Sedation is tricky with kids. What worked great for my son at one point in treatment did not work at others. We changed clinics during treatment. At our first hospital, we started out with an anesthesiologist who typically used either gas (a mask) plus propofol, or Versed® plus propofol. My son was just miserable after gas—crying and crying and crying for about an hour. But he was even worse after the IV Versed®/propofol combo. He would try to throw himself out of the bed, scream, bite, and basically just act psychotic for about an hour (he was two years old during this period). Next, they tried ketamine and Versed®. My son was out of it, but never totally asleep (sort of a trance) and within about 10 minutes, he seemed to recover and acted normally. Then we moved, and the new clinic’s standard sedation was Versed® and propofol, which I warned them not to use but they did anyway. That was when my son was diagnosed with “emergence delirium.” We had a lot of back and forth with anesthesia and they tried different combos. We decided to try oral Versed®, which made him act really drunk. It was uncomfortable to see a drunk 3 year old, but it was better than emergence delirium, and they were able to do the lumbar puncture even though he was awake. The oral Versed® worked for about nine months, and then it just didn’t sedate him enough anymore. After a lot of discussion, we tried propofol alone and that was okay—not great, but mostly not terrible.

Your child will not be allowed to eat or drink for several hours before sedation or anesthesia. After a procedure, your child may eat or drink when she is alert and able to swallow.

Local anesthetics. There are several types of local anesthetics used to prevent discomfort or pain during procedures.

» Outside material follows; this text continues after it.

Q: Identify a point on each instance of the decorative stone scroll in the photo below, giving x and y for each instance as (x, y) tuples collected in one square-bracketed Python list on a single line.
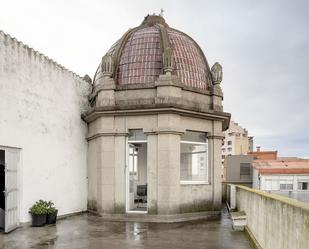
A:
[(216, 73), (107, 65), (168, 61)]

  • EMLA® or LMX®: These are anesthetic creams, which contain a combination of lidocaine and prilocaine or lidocaine alone. The cream is placed on the skin one to two hours before a painful procedure. It is held in place on the skin by an occlusive dressing or adhesive cling wrap.
  • Synera®: This anesthetic patch contains lidocaine and tetracaine and is placed on the skin 20 to 30 minutes before a needle poke or other painful procedure for children age 3 or older.
  • Ethyl chloride spray: This anesthetic spray can be used right before a procedure to anesthetize the surface of the skin.
  • Injectable medications: Some medications, such as xylocaine or lidocaine, are injected into tissues to prevent pain during procedures such as lumbar punctures.

For more information about these local anesthetics, see the section called the section called “Topical anesthetics to prevent pain” in Chapter 13, Chemotherapy and Other Medications.

Danica was age 5 at diagnosis and she learned quickly how to be comfortable with getting her port accessed. She would pop into the chair, pull up her shirt, and be ready to go. The first time her port was accessed, it was still bruised from the insertion of the port, and they didn’t tell me to put the EMLA® patch on it an hour before. That really hurt. After we learned about EMLA®, she did fine and would even remind me to put it on her.

There is also a non-drug option called Buzzy® that parents can purchase without a prescription. It is popular for children who either don’t like or have an allergy to topical anesthetics. Buzzy® uses cold and vibration to block the pain of needle pokes.